Question

If \(\vec{a}\) and \(\vec{b}\) are unit vectors, then the angle between \(\vec{a}\) and \(\vec{b}\) for \( \sqrt{3}\vec{a} - \vec{b} \) to be a unit vector is given by :

• A. \(\pi/6\)
• B. \(\pi/4\)
• C. \(\pi/3\)
• D. \(2\pi/3\)

Hint:

When dealing with unit vectors and magnitudes, always square the vector equation to convert magnitudes into dot products. This leverages the properties \( |\vec{v}|^2 = \vec{v} \cdot \vec{v} \) and \( \vec{a} \cdot \vec{b} = |\vec{a}| |\vec{b}| \cos\theta \) for unit vectors.

Answer 1

The Correct Option is A

Step 1: Understanding the Question:
The problem involves two unit vectors \(\vec{a}\) and \(\vec{b}\). We are given that a linear combination of these vectors, \( \sqrt{3}\vec{a} - \vec{b} \), is also a unit vector. We need to find the angle between \(\vec{a}\) and \(\vec{b}\).
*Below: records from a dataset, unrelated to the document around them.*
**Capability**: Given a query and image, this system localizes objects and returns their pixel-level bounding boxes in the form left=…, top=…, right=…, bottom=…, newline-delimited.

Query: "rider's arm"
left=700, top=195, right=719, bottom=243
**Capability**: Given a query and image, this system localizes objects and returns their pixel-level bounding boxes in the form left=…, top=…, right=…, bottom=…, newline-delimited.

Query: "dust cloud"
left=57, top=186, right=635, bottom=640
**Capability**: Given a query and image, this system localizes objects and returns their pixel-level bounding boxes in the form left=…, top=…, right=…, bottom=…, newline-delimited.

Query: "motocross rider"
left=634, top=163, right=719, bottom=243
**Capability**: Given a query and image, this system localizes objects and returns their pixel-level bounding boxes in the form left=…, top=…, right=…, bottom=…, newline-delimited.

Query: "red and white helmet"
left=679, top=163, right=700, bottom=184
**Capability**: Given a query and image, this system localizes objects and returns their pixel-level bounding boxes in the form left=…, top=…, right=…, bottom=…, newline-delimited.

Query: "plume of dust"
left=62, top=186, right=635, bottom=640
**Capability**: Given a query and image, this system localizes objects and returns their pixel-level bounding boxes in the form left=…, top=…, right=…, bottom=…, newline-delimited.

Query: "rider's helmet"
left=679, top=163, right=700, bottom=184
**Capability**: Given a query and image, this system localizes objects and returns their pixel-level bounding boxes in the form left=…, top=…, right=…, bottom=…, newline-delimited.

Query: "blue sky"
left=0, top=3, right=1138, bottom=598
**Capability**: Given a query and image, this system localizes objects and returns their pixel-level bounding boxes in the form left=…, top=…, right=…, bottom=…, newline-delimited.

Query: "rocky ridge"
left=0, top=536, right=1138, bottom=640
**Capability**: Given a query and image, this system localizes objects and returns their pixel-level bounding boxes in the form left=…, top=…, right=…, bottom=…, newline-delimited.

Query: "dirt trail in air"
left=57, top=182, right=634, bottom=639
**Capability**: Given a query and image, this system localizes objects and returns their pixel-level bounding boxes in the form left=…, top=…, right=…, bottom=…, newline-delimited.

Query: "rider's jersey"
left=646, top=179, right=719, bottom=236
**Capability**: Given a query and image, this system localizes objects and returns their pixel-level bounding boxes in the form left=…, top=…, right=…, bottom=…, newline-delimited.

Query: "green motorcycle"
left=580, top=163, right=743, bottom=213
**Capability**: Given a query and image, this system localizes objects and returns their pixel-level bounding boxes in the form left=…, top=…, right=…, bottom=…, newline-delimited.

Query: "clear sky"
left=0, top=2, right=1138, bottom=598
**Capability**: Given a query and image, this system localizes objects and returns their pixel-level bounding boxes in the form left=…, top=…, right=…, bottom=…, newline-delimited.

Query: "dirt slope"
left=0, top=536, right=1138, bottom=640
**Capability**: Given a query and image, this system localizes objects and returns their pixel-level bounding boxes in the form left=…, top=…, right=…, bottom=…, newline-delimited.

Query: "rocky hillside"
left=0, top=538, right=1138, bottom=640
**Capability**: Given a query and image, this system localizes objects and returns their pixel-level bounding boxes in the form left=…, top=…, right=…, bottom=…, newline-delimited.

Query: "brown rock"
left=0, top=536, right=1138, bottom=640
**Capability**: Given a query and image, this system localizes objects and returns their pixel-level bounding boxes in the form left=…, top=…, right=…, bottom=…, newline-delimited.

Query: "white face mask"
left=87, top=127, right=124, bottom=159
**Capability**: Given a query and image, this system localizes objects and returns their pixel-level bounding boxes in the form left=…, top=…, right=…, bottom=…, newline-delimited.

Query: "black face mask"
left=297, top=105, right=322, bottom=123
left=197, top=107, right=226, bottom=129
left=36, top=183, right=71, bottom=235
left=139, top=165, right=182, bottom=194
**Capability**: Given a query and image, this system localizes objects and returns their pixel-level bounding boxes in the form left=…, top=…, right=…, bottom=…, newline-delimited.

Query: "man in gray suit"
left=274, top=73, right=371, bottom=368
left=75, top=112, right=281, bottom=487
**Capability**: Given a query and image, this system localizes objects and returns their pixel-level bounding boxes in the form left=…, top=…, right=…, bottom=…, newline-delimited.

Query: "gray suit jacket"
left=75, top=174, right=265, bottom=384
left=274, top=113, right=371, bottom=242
Step 2: Key Formula or Approach:
1. If \(\vec{v}\) is a unit vector, then \( |\vec{v}|^2 = 1 \).
2. For any vector \(\vec{v}\), \( |\vec{v}|^2 = \vec{v} \cdot \vec{v} \).
3. The dot product of two vectors \(\vec{a} \cdot \vec{b} = |\vec{a}| |\vec{b}| \cos\theta \).
4. Since \(\vec{a}\) and \(\vec{b}\) are unit vectors, \( |\vec{a}| = 1 \) and \( |\vec{b}| = 1 \).

Step 3: Detailed Explanation:
Let \(\vec{v} = \sqrt{3}\vec{a} - \vec{b}\).
Since \(\vec{v}\) is a unit vector, \( |\vec{v}|^2 = 1 \).
\[ |\sqrt{3}\vec{a} - \vec{b}|^2 = 1 \]
Expand the square of the magnitude using the dot product property:
\[ (\sqrt{3}\vec{a} - \vec{b}) \cdot (\sqrt{3}\vec{a} - \vec{b}) = 1 \]
\[ (\sqrt{3}\vec{a}) \cdot (\sqrt{3}\vec{a}) - 2(\sqrt{3}\vec{a} \cdot \vec{b}) + \vec{b} \cdot \vec{b} = 1 \]
\[ (\sqrt{3})^2 |\vec{a}|^2 - 2\sqrt{3} (\vec{a} \cdot \vec{b}) + |\vec{b}|^2 = 1 \]
Since \(\vec{a}\) and \(\vec{b}\) are unit vectors, \( |\vec{a}|^2 = 1 \) and \( |\vec{b}|^2 = 1 \).
\[ 3(1) - 2\sqrt{3} (\vec{a} \cdot \vec{b}) + 1 = 1 \]
\[ 4 - 2\sqrt{3} (\vec{a} \cdot \vec{b}) = 1 \]
\[ 3 = 2\sqrt{3} (\vec{a} \cdot \vec{b}) \]
Now, substitute \(\vec{a} \cdot \vec{b} = |\vec{a}| |\vec{b}| \cos\theta = (1)(1)\cos\theta = \cos\theta \):
\[ 3 = 2\sqrt{3} \cos\theta \]
Solve for \(\cos\theta\):
\[ \cos\theta = \frac{3}{2\sqrt{3}} = \frac{3\sqrt{3}}{2 \times 3} = \frac{\sqrt{3}}{2} \]
The angle \(\theta\) whose cosine is \( \frac{\sqrt{3}}{2} \) is \( 30^{\circ} \) or \( \pi/6 \) radians.

Step 4: Final Answer:
The angle between \(\vec{a}\) and \(\vec{b}\) is \(\pi/6\). This corresponds to option (a).